FCC Chairman Ajit Pai has released a gloating statement after Democrats failed to invalidate the pompously named ‘Restoring Internet Freedom’ order, making the path for net neutrality much rockier.
In June last year, net neutrality was officially struck from the FCC rulebook as the ink dried on the aforementioned order. There has been much protest and opposition to the rules, and while there are still routes to restore the Tom Wheeler-era rules, the number of options are getting smaller. With a new Session of Congress now in play, the path of invalidation is now closed.
As the rules were passed during the previous Session, the Democrats had a limited amount of time to try and invalidate the ‘Restoring Internet Freedom’ order passed by Pai and his Republican Commissioner cronies. Unfortunately for the net neutrality supporters, the 218 votes required in the Senate was a step too far. By close of play on January 2, only 182 votes, the majority of whom where Democrat, were mustered.
“I’m pleased that a strong bipartisan majority of the US House of Representatives declined to reinstate heavy-handed Internet regulation,” said Pai. “They did the right thing – especially considering the positive results for American consumers since the adoption of the Restoring Internet Freedom Order. Over the past year, the Internet has remained free and open.
“In short, the FCC’s light-touch approach is working. In 2019, we’ll continue to pursue our forward-looking agenda to bring digital opportunity to all Americans.”
What does this mean for net neutrality? There is still a route back for the rules, though it is becoming increasingly difficult.
Invalidating the rules was the simplest option, though the Democrats only had one shot at this. A new Session sets the rules in play, though there are other routes, both legal and regulatory.
On the legal side of things, there are still challenges being made to the ‘Restoring Internet Freedom’ order by numerous companies, consumer groups and Attorney Generals throughout the US. While many of the lawsuits are fundamentally arguing the same point, albeit with various different nuances, the courts will be asked to rule on one area in particular; whether the individual States can enforce their own localised legislation on net neutrality.
Central to this conundrum is California.

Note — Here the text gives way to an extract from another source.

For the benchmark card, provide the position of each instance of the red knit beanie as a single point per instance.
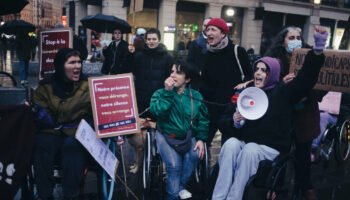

Having agreed to delay the implementation of its own net neutrality rules in the State, judges will have to ponder the age-old debate of Federal vs. State. This is where it gets very complicated; as the internet is not a localised ‘service’, can California guarantee it will only impose the rules on traffic which is restricted to its borders? Should traffic traverse the cables elsewhere, the State has no right to implement net neutrality rules. This is a concept which is stated in the US Constitution.
On the regulatory front, the Democrats could attempt to force through new legislation which would supersede the ‘Restoring Internet Freedom’ order, in the same was this order did to net neutrality. This would be complicated as you have to suspect the Democrats to not have enough bodies in the room to drive through a majority.
All of the options remaining for the net neutrality supporters are time coming however, which is a factor which will certainly work against them. Pai can take his time and attempt to prolong the issue, as the longer it takes to resolve the less interest the general public and other politicians will have. We are fickle people, we get bored easily, and politicians are as shallow as we are fickle. If net neutrality is no longer getting the necessary amount of attention in the press, less enthused politicians will find a new cause to champion in pursuit of PR points.
The net neutrality battle is not over, but, unfortunately, Pai is winning.